あまりの体調の悪さに仕事を休んでしまった。ずっと目眩がしてまともに歩くことすらできないからだ。
幸い急ぎの仕事もなく一日くらいなら休んでも問題はない。体調を崩すタイミングが良くて助かった。
子供を保育園に連れていくため、嫁は出ていった。そそしてのまま仕事に行く。家を出る前に「何か欲しいものとかある?」と聞いてきたが、特に思い当たるものもなかったのでそう答えた。
一人で家にいることが稀なので、ちょっとだけ楽しかった。相変わらず目眩はするが、部屋で寝転がりながらのんびり過ごす。
しかし、昼過ぎになったも体調に変化がない。むしろ若干悪化してあるような気さえしてくる。横になって耐えるしかない。

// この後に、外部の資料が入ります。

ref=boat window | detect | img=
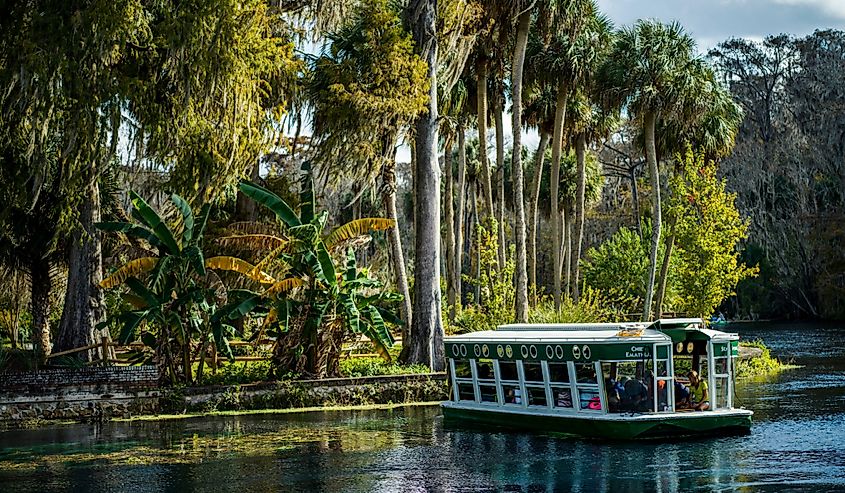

ベッドに寝転び天井を見上げる。視界が回転しているような錯覚がして思わず目を閉じる。頭の中が掻き回されているような痛みを感じる。いよいよヤバいかもしれない。ねれるようなら寝てしのぎたいところだ。無理やり目を閉じて眠ることに集中した。
気がつくと痛みがなくなっていた。目眩感もまったくなく、起き上がれそうだった。
目を開ける。夕日が差し込んでいた。気づくとそれなりの時間が経っているようだった。
コンディションは良い。お腹と空いてきた。ちょっと煙草でも買いがてら軽く食べ物でも買ってこようかと着替えて外へ出た。
外に出てすぐに気づいた。そうだ、これは夢に違いない、と。
夢の中で夢と気づくのはかなり困難なことだ。実際記憶にある限り夢だと感じたことはない。しかし今回のこれはあまりにもおかしい。
まず、太陽がいつもと逆に沈んでいる。逆に朝になっていた、というわけでなければ東に太陽があるのがおかしい。人通りの多さから朝という可能性はほぼないから、夢であるとわかる。
そして、目に入ってくる文字が理解できない。日本語のような文字なのだが、どこかおかしく支離滅裂としている。漢字とひらがなとカタカナが混ざっているのだが、すべて見たことがない形をしていて読めない。
聞こえてくる言葉も聞いたことがない。明らかに日本語ではないし、英語でもない。聞いたことがない言語だった。
夢であるとして、この状況で何ができるのか。おそらく話は通じない。夢なら空を飛べるかもとジャンプをしてみたがそれもできない。目を覚ましてしまってもいいよもう、というくらいすることがない。
とりあえず家に戻ることにした。おそらくもうすぐ子供を連れて嫁が戻ってくる頃だ。嫁も謎の言語を喋るのだろうか。知らない人よりそういった人からコミュニケーションを取る方が楽しめそうだ。
家に帰ってしばらくすると嫁が帰ってきた。子供は連れていなかった。子供ができる前の夢なのだろう。
そして、想像通り嫁はよくわからない言語を使っていた。こちらは日本語しか使えないので何を言っているかわからないし伝わっていないようだった。
嫁はなにやら焦っている様子で電話をかけ始めている。よくわからないがせっかく夢の中だし身を任せてみようと思った。
一時間ほどして知らない男たちが家に乗り込んできた。スーツの男と白衣の男。彼らに連れられて家を出た。
家の目の前に止まっていた車に乗せられ、あれよという間によくわからない施設に到着した。夢らしく展開が急だ。
真っ白な部屋に通された。そこには数人の大人が待ち構えていた。おそらく重鎮であろう貫禄がある医者のような男の目の前に座らされいくつか質問を投げかけられている、と思う。言葉がわからないからよくわからない。
こっちが何を喋っても理解できないであろうと思い、へらへらしながら「家に帰りたい」などと喋っておいた。
いい加減夢から覚めて夕飯でも食べたいところだ。そろそろ飽きてきた。
仮にこれが夢でなく現実だとしよう。それはそれは絶望的だ。言語がわからない人たちに囲まれて理解できない文字を見せられて、太陽は東に沈む世界。正直生きていける自信はない。唯一信じられる嫁もあの調子なのだ。詰んでいる。
それにしても、体調はすこぶる良い。ここ数年で一番調子がいい。
部屋に屈強な男が数人入ってきた。力いっぱいに腕を掴んできて部屋から出された。好きにしてくる奴らだ。
別の部屋に連れられた。手術室のようで、メスなどの道具が揃えられていて拘束具が付いたベッドも置いてある。あまり見たことがない電動ノコギリのようなものがあってなんだが物騒だ。
このまま謎の男として解剖されて解体されて研究されるのだろうか。それは痛そうだなと思った。
ただ、調子がいい。この調子なら、腕を切られても足を切られても内蔵をえぐり出されても。眼球を取り出されても頭蓋骨を割られても脳みそを露出させられても。何をされてもまぁ痛くないかもしれないな、とワクワクしてしまった。